Singapore’s Home-Price Decline Accelerates After Curbs

Singapore’s Home-Price Decline Accelerates After Curbs

Singapore’s home prices fell at a faster pace in October, dropping 1.2 percent from the previous month as evidence builds that the government’s efforts to cool the property market are working. The city-state’s residential property index fell to 159.1 points last month after declining a revised 0.9 percent in September, according to the National University of Singapore’s Singapore Residential Price Index. The measure tracking prices in the central region decreased 1.4 percent in October.Record home prices amid low interest rates raised concerns of a housing bubble and prompted the city-state to introduce new taxes and higher minimum down payments since 2009 to curb speculation in Asia’s second-most expensive housing market. Home sales have been falling in the past four months after the government imposed new rules in June governing how financial institutions grant property loans to individuals.
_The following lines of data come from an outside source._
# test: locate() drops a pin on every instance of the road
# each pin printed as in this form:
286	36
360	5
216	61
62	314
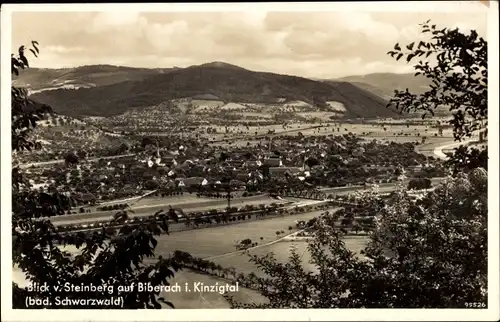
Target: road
145	211
38	164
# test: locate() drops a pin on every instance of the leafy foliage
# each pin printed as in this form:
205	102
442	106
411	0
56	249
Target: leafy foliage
424	253
430	253
459	77
104	257
466	159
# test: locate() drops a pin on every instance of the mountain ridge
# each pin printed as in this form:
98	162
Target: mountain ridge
231	83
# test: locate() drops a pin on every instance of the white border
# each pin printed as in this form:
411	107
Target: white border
491	314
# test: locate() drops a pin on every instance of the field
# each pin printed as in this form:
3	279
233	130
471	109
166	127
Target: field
148	209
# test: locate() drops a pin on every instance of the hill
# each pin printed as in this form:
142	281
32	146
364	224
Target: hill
41	79
384	84
226	82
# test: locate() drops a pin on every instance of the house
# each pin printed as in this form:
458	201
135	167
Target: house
273	162
86	198
192	182
252	165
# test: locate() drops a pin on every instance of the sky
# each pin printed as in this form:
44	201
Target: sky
310	44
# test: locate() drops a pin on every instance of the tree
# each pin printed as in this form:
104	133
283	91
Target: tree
110	256
459	78
425	254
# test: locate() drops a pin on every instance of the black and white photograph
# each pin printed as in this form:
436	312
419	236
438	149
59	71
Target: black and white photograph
237	157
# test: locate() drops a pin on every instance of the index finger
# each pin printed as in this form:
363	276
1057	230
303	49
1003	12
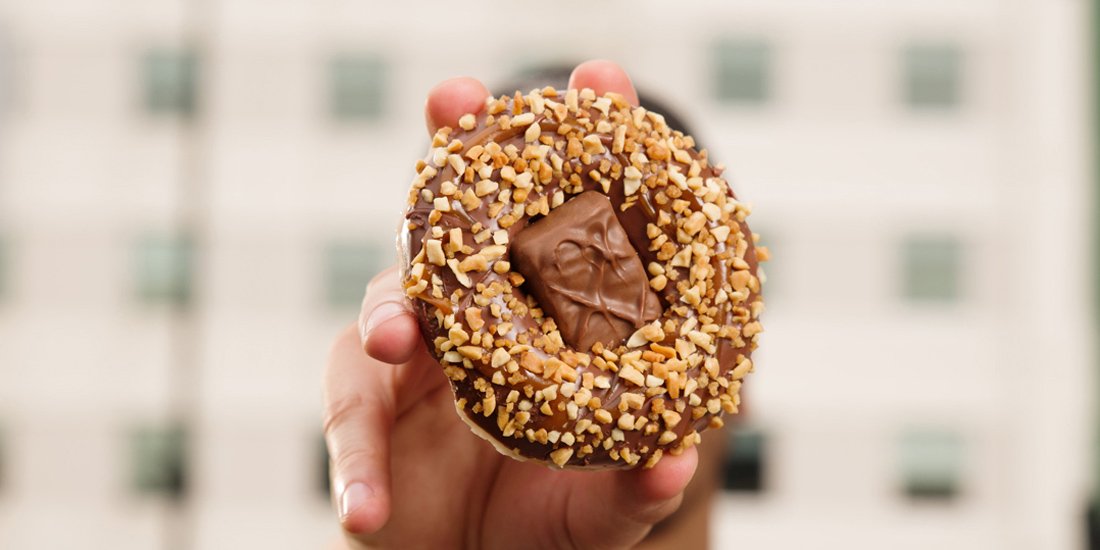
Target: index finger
450	99
604	76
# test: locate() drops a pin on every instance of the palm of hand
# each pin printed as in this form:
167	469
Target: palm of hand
476	497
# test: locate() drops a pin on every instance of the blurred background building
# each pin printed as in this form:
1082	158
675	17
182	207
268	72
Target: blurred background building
194	193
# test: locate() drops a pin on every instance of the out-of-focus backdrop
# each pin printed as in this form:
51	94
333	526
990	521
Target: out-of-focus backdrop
194	193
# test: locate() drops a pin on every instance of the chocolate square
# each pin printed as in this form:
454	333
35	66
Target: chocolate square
581	266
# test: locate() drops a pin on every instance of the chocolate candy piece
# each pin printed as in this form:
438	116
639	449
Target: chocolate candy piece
582	268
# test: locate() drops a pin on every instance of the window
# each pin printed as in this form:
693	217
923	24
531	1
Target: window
741	72
358	86
933	75
158	461
931	463
169	80
931	267
349	266
164	268
744	468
“The latest statistics are a reflection of the current measures starting to bite the residential market,” said Alice Tan, head of consultancy and research at Knight Frank LLP in Singapore. “Price quantum is still the key consideration for many prospective homebuyers.”

Hong Kong

Singapore and Hong Kong, ranked by Savills Plc as the world’s most expensive housing market, have introduced measures to cool property prices. Singapore has linked borrowers’ maximum debt levels to their incomes and raised stamp duties and capital gains taxes, while Hong Kong has increased minimum down payments six times in less than three years and in February doubled stamp-duty taxes for all properties over HK$2 million ($258,000).

Li Ka-shing, Asia’s richest man, said his companies, including Cheung Kong Holdings Ltd. (1), Hong Kong’s biggest developer by market value, have slowed land purchases in the city and in China as prices have escalated to a high level.

Singapore’s home sales fell 19 percent in October to 1,009 units from a month earlier, according to data from the Urban Redevelopment Authority released Nov. 15. From the previous year, sales dropped 48 percent, the data showed.

An index tracking real estate developers in Singapore rose 0.3 percent at the close, the first gain in eight days. CapitaLand Ltd. (CAPL), Southeast Asia’s biggest developer, rose 0.3 percent to S$3.02, the first advance in almost two weeks. City Developments Ltd. (CIT), the second largest, climbed 1.6 percent to S$10.06, the biggest increase in seven weeks.

‘Priced In’

“We believe the October decline was already priced in,” Eli Lee, an analyst at OCBC Investment Research Pte, said. “After a seven-day losing streak, the property stocks were oversold, despite a fairly muted outlook, and we are seeing some buying on value alongside buoyant markets in Asia today.”

The MSCI Asia Pacific Index gained 0.7 percent, while Singapore’s benchmark Straits Times Index climbed 0.5 percent, both advancing the most in about two weeks.

Home prices in the island-state rose at the slowest pace in six quarters in the three months ended Sept. 30, according to figures released by the authority on Oct. 25.

Prices and transaction volumes of Singapore residential properties are expected to moderate for the rest of the year due to the cumulative impact of government property measures, CapitaLand said on Oct. 31. Developers are beginning to cut prices in existing and new projects, and take lower profit margins, City Developments said on Nov. 12.

Home prices have jumped 40 percent since the island-state started introducing curbs four years ago. The gains led to Singapore being ranked the most-expensive city to buy a luxury home in Asia after Hong Kong by Knight Frank in a wealth report in March.

Singapore’s private residential property price index rose 0.4 percent to a record 216.2 points in the three months ended Sept. 30, after climbing 1 percent in the second quarter, URA data last month showed. That was the smallest gain since the first quarter of 2012, when the index dropped 0.1 percent.